Przed świtem | Miły autostop | Groby Królewskie | Udane lądowanie | W drodze do Kato Pafos | Katakumby | Park Archeologiczny od tyłu | Czy to aby ten pręgierz? | Ostatnia kąpiel | Podsumowanie
Ta noc na klifie była nie najgorsza. Budzik nastawiony na 5:00 zmusza mnie do otwarcia oczu. Jest ciemno, jak w środku nocy. Wygrzebuję się ze śpiwora i staję nad urwiskiem. Ledwo widoczne fale z hukiem rozbijają się o podnóże skały, na której się znajduję. Z niechęcią myślę o tym, że trzeba ruszyć dalej. Na śniadanie pasztet, słonecznik i czekolada. O 5:45 jestem spakowany i opuszczam kemping.
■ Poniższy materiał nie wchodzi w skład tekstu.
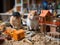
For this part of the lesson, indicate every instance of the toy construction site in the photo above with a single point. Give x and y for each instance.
(30, 22)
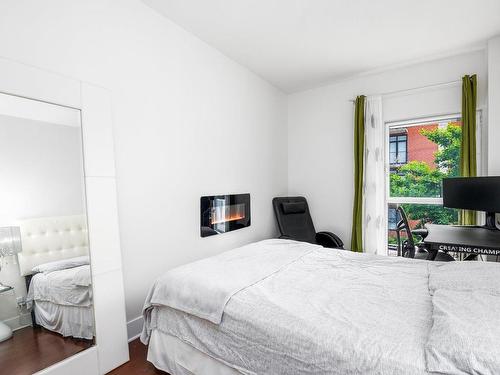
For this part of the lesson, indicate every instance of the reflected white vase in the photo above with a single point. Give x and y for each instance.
(5, 332)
Nie za dokładnie wiem, ile kilometrów jest do Polis. Na pewno więcej niż wczoraj ;-) Przyświecam sobie czołówką raźno maszerując. Wiem, że za chwilę spotkam autobus jadący z Polis do Łaźni Afrodyty. Ale gdybym pojechał nim, to dalszy transport do Pafos miałbym dopiero o 8:00. Wolę się przejść. Droga jednak dłuży się, zastanawiam się, czy nie trzeba było jednak zaczekać na autobus. Z zamyślenia wyrywa mnie zajadłe szczekanie psa. Wypada z ciemności i rzuca się w moim kierunku. W pół sekundy później zdaję sobie sprawę z tego, że psy są dwa! Nie! Trzy psy mnie atakują zupełnie nie słuchając głosu mężczyzny skrytego gdzieś na poboczu. Błyskam światłem bydlakom po oczach, ale w jednej chwili mogę szachować tylko jednego psa. W tym czasie pozostałe do mnie doskakują i ujadają. To pewnie psy pasterskie lokalnych owczarzy, nie mam więc do nich pretensji: atakują obcych. Mężczyzna wrzeszczy i ucisza psy. Jeszcze chwilę poszczekują, ale dają sobie spokój. Ugh! Nie lubię takich sytuacji. Najgorsze spotkania z psami miałem w Rumunii.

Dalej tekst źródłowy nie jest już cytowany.